Why doesn't Barcelona have an even better team? They can't afford it. Koeman is referring to a problem that is real and tangible. It's not an abstract economic question to ignore. Everybody who wishes to register a player must follow this rule.
Even their own, in Barcelona's instance. Their greatest player. The league's, too, but there was no turning back. Barcelona may have kept Messi -- although that might not be a bad thing -- but no one else was coming -- and time was slipping away from the team, so there was no guarantee of savings. They knew that they weren't required to buy, and Atletico was playing with the clock, while Laporta was desperate with Griezmann. Players refused to move.

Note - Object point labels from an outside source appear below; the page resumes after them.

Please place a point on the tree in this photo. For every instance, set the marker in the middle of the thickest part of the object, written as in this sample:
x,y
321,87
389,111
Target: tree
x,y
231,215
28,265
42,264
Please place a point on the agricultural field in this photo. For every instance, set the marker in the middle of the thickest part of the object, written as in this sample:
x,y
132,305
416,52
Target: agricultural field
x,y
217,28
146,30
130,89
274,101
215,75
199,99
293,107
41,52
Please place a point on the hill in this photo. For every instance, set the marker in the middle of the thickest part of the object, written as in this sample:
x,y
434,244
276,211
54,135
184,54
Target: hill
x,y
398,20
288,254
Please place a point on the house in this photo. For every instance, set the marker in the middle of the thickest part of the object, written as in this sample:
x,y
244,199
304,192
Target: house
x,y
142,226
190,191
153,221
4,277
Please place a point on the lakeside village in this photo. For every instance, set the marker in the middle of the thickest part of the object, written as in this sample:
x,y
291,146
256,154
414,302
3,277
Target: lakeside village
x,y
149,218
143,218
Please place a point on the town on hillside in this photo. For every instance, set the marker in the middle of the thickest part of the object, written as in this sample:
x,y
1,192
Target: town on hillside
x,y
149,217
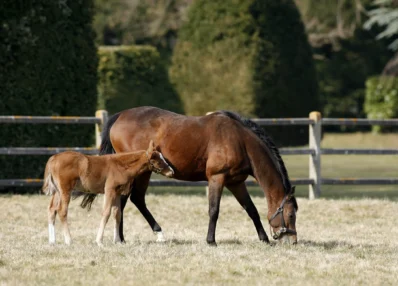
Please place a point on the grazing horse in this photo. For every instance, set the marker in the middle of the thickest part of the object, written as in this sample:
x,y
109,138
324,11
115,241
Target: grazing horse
x,y
222,148
110,174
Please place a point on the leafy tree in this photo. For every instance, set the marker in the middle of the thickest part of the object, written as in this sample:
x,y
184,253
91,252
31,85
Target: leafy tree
x,y
249,56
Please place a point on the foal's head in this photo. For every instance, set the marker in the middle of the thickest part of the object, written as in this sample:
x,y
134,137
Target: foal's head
x,y
157,163
283,221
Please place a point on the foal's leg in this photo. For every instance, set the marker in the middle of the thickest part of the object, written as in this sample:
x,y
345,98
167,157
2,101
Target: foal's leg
x,y
137,196
65,191
216,184
117,214
108,202
243,197
52,212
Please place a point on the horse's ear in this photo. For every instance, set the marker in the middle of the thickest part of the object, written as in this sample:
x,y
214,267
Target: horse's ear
x,y
151,147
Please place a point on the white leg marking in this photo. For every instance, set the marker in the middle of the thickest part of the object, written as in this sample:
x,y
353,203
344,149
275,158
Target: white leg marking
x,y
160,236
116,237
51,233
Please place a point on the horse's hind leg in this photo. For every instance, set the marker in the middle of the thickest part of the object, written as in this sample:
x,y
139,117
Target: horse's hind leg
x,y
243,197
109,199
216,184
52,212
137,196
65,192
123,201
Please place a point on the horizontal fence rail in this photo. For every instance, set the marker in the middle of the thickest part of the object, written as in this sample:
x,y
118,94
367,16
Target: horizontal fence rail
x,y
314,150
359,181
359,121
282,121
359,151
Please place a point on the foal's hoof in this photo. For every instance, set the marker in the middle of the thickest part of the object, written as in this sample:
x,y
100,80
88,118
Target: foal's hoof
x,y
160,236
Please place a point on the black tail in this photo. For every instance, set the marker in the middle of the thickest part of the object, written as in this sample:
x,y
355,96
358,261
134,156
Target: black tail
x,y
106,144
105,148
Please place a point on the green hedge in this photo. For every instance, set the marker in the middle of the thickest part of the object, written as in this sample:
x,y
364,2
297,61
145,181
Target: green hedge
x,y
48,66
132,76
381,101
248,56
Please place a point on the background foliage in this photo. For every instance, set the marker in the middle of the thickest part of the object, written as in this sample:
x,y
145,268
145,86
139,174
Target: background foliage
x,y
132,76
48,66
381,99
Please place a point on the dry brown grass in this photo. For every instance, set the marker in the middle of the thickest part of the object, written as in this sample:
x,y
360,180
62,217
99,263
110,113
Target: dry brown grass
x,y
342,242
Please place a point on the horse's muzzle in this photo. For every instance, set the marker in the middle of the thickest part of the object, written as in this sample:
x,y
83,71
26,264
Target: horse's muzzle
x,y
169,173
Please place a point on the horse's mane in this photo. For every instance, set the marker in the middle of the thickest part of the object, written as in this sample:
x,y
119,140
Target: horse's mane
x,y
274,152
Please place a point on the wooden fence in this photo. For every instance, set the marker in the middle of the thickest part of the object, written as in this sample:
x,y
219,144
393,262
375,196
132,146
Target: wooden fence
x,y
315,122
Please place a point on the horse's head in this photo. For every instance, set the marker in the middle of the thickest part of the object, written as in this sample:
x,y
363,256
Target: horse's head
x,y
157,163
283,221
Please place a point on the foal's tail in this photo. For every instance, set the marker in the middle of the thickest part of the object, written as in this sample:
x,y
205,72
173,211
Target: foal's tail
x,y
49,187
105,148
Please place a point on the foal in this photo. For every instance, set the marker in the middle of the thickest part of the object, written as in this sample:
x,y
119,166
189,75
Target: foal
x,y
108,174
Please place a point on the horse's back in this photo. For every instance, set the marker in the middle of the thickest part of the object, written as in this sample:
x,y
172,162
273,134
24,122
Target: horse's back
x,y
186,141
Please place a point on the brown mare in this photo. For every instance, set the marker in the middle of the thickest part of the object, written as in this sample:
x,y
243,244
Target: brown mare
x,y
110,174
221,148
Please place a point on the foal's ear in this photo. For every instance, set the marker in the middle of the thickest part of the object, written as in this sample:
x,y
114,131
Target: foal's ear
x,y
151,147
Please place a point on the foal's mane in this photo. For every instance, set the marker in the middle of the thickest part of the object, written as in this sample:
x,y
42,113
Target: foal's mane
x,y
273,150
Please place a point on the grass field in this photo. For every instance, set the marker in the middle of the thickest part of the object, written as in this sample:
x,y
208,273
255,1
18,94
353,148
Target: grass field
x,y
348,237
341,242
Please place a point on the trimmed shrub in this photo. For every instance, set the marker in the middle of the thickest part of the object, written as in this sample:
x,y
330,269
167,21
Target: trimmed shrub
x,y
249,56
131,76
381,101
48,67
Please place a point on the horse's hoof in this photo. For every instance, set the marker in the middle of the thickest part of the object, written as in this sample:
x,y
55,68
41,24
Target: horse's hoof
x,y
212,243
160,236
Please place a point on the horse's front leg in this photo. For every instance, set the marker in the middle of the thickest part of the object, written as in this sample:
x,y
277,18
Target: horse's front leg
x,y
52,213
137,197
106,212
117,214
216,184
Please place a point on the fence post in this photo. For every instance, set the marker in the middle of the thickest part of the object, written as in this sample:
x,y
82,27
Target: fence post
x,y
103,116
315,159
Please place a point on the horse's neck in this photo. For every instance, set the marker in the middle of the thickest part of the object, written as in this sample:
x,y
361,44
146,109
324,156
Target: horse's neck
x,y
267,175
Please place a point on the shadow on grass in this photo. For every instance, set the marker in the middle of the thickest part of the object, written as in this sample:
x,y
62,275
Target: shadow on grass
x,y
175,241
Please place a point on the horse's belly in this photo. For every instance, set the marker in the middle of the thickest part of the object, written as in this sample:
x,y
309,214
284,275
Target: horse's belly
x,y
88,187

Pay cuts were made late and not immediately.
All of them came with free transfers, except Emerson who was transferred to make a small profit in the summer. Every deal is dependent on the others. They would not have been registered, and they weren't until the very last moment. They would have been in limbo. It was more like their manager.
Koeman is at Barcelona because he lacks alternatives and lacks money. The existence of a bigger problem than Koeman makes it more likely that he will continue to struggle, growing larger by the day.
Barcelona would lose 12m to Koeman if it did not pay Ernesto Valverde or Quique Setin severance payments. Clubs cannot benefit from unilateral sackings by the league, so any salary that is saved due to Koeman's firing without an agreement can't be removed from the limit and used to sign another manager. The league doesn't want clubs or managers to remain stuck, so there is a special dispensation for bringing in a new coach. Barcelona can spend 3.91m to hire a new manager, above the salary limit. The rules allow for an emergency spending limit of 4%.
This week's stark black-and-white figure was 97.92m. Everyone knows that this is the problem. At least, one.